Finally some good news for our bashed up lithium stocks.

It comes from a Reuters interview with German automaker Volkswagen on its push into electric vehicles, combined with analytical work, funnily enough, by one of the biggest local bears on the lithium sector, Macquarie.

VW board member Stefan Sommer told Reuters that the company would need 150 GWh of battery production in both Asia and Europe by 2025, and double that by 2030.

He said the plan was to buy more than $US56 billion of (lithium loaded) battery cells and that to date, it had identified Northvolt (Sweden), SKI (Korea), LG Chem (Korea), Samsung (Korea) and CATL (China) as “strategic partners.’’

Macquarie absorbed all that and noted that VW was indeed thinking big regarding batteries for EVs, or the “electromobility’’ push as Sommer put it.

It then did some number crunching.

“Assuming an average battery size of 60Kwh, that implies 5m units of full EVs by 2025 and 10m by 2030. Global EV sales were less than 2m units last year.’’

Sommer told Reuters that to achieve its bold ambition, VW would be retooling 16 factories to build EVs and will be producing 33 EV models under its Skoda, Audi, VW and Seat brands by mid-2023.

On the assumption that the Germans know what they are doing, VW is basically taking about a wall of demand coming for lithium from the EV sector.

But it has to be said that there will be some bumps along the way, as is the case now where new hard-rock (spodumene) capacity in Western Australia has got ahead of the global lithium conversion capacity needed by the battery makers to meet the demand coming from VW and other automakers.

The current over-supply has smashed lithium/spodumene prices and demand which, in turn, has driven a mighty sell-off in lithium stocks. The situation is widely expected to be reversed early in the 2020s.

So investing in lithium stocks for the next couple of years looks as if it will be a waiting game for the much heralded EV revolution to take shape and return the lithium sector to happier times.

Interestingly, VW is not sure the battery makers are up for the challenge.

Sommer told Reuters that VW would create joint ventures and help finance battery production to persuade sceptical cell suppliers to back its push to produce EVs en masse.

“Not every supplier is convinced that electric mobility will come on such a large scale.

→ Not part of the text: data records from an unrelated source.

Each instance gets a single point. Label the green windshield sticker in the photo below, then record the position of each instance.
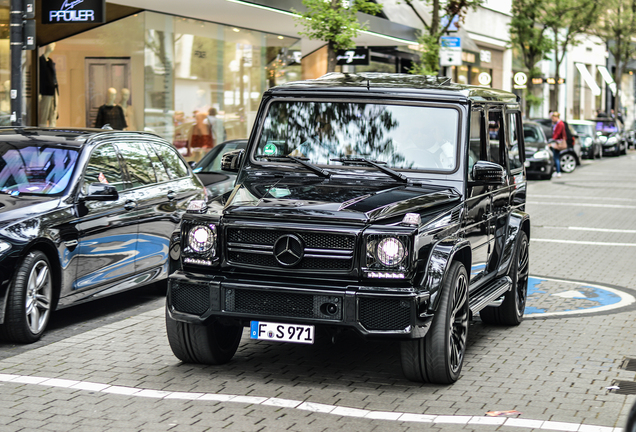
(270, 149)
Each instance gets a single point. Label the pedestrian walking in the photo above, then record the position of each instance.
(559, 140)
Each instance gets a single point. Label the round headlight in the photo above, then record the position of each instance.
(390, 251)
(202, 238)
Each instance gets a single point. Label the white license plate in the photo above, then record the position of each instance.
(282, 332)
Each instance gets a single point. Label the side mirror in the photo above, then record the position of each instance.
(101, 192)
(489, 173)
(232, 160)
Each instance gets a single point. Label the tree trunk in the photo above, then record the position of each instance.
(331, 57)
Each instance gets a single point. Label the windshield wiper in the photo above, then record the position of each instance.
(301, 161)
(362, 161)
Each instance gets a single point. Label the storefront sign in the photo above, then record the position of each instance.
(484, 78)
(521, 80)
(73, 11)
(358, 56)
(450, 51)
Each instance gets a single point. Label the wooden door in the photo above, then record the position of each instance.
(101, 74)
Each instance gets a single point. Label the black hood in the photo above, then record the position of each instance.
(360, 201)
(17, 208)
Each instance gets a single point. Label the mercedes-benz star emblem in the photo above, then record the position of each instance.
(288, 250)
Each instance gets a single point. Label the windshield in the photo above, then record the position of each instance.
(35, 169)
(402, 137)
(533, 134)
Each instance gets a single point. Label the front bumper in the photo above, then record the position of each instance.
(373, 312)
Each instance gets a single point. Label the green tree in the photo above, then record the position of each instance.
(568, 19)
(335, 22)
(443, 14)
(529, 36)
(616, 28)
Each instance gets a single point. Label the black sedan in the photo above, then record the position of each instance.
(209, 171)
(539, 158)
(83, 213)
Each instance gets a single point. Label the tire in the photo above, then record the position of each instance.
(212, 344)
(438, 357)
(568, 162)
(510, 313)
(29, 301)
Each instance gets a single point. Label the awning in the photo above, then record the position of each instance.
(587, 77)
(608, 78)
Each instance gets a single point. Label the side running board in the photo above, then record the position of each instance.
(489, 294)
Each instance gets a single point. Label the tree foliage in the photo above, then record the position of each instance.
(335, 22)
(529, 35)
(443, 14)
(616, 27)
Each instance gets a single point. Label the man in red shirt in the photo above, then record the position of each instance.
(558, 134)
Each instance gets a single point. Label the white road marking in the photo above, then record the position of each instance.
(579, 242)
(581, 204)
(586, 197)
(307, 406)
(588, 229)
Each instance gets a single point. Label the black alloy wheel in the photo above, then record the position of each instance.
(29, 300)
(439, 356)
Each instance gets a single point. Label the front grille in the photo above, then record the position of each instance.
(190, 298)
(321, 251)
(384, 314)
(277, 304)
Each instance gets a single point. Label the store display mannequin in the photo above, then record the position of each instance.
(48, 88)
(199, 139)
(129, 112)
(110, 113)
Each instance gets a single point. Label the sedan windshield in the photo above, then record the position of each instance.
(399, 136)
(35, 169)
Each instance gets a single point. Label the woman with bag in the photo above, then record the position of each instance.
(559, 140)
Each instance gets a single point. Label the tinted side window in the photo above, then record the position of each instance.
(474, 147)
(515, 160)
(103, 167)
(171, 160)
(138, 164)
(495, 133)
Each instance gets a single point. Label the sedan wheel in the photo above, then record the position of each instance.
(30, 299)
(568, 163)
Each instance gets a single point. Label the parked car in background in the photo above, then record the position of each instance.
(611, 136)
(591, 147)
(209, 168)
(570, 158)
(539, 158)
(84, 213)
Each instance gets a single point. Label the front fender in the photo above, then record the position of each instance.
(439, 261)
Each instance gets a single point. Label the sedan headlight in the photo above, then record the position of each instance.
(390, 251)
(202, 239)
(541, 154)
(4, 246)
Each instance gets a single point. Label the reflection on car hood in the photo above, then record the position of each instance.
(358, 201)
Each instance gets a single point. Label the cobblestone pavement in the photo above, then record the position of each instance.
(555, 371)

You need to spend more time convincing them to invest in the auto industry.”

There was also good news for the nickel stocks in the VW interview, not so much for the cobalt and manganese stocks.

Sommer said that from 2021, VW would use electric battery cells using a composition of nickel, manganese and cobalt in a ratio of 8:1:1 compared with the current less nickel dense and higher cobalt/manganese chemistry of 6:2:2.

Macquarie noted that 2021 was “way earlier than most analysts’’ are expecting.

It said the implication was for significant upgrades to nickel demand forecasts (and lower cobalt numbers).

VW also broke with conventional wisdom by making a call that solid state battery cells will be ready in the second half of the 2020s despite the technology being very much work in progress.

Either way, Macquarie said that the combination of NCM 811 and solid state technology would extend the range of EVs between charges towards 800-1000km, eliminating range-anxiety fears.

Along with the price of EVs, range-anxiety is a key factor in EV adoption rates in a country the size of Australia being minimal – for the time being at least.